BioDIGS: Biosynthetic Gene Clusters
October 16, 2024
About this Book
This is a companion training guide for BioDIGS, a GDSCN project that brings a research experience into the classroom. In this module, students will explore microbiome data for the presence of biosynthesis genes. They will run analyses using antiSMASH as implemented on Galaxy.
Visit the BioDIGS (BioDiversity and Informatics for Genomics Scholars) website here for more information about this collaborative, distributed research project, including how you can get involved!
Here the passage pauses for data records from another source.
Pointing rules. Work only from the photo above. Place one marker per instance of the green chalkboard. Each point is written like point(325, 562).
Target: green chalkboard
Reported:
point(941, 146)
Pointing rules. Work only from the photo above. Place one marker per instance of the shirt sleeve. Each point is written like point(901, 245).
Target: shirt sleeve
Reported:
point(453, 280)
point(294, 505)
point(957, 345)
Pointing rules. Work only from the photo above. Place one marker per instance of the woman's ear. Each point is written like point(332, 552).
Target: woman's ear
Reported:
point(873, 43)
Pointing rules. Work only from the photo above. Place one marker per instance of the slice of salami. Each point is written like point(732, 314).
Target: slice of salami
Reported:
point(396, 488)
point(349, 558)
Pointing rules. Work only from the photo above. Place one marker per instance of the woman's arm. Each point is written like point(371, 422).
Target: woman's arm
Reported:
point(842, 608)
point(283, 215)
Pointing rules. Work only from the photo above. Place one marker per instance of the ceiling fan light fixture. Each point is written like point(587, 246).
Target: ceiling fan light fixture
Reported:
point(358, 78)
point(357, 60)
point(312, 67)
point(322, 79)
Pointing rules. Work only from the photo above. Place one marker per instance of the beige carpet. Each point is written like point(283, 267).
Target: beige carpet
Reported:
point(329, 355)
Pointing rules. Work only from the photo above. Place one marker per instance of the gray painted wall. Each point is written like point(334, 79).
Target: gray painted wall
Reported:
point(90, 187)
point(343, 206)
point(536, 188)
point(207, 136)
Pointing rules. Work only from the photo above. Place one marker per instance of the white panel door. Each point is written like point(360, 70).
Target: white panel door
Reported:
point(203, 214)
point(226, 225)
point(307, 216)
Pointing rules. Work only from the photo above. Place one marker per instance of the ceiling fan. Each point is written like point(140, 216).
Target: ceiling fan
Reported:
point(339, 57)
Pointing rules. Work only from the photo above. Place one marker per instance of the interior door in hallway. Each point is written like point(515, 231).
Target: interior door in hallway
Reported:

The GDSCN (Genomics Data Science Community Network) is a consortium of educators who aim to create a world where researchers, educators, and students from diverse backgrounds are able to fully participate in genomic data science research. You can find more information about its mission and initiatives here.
0.1 Skills Level
The activities in this guide are written for undergraduate students and beginning graduate students.
Genetics
Beginner: some genetics knowledge needed
Programming skills
Novice: no programming experience needed
0.2 Platform
The activities in this guide are demonstrated on NHGRI’s AnVIL cloud computing platform. AnVIL is the preferred computing platform for the GDSCN. However, all of these activities can be done using your personal installation of R or using the online Galaxy portal.
Please check out our full collection of AnVIL and related resources: https://hutchdatascience.org/AnVIL_Collection/
0.3 Data
The data generated by the BioDIGS project is available through the BioDIGS website, as well as through an AnVIL workspace.
Data about the soil itself as well as soil metal content was generated by the Delaware Soil Testing Program at the University of Delaware. Sequences were generated by the Johns Hopkins University Genetic Resources Core Facility and by PacBio.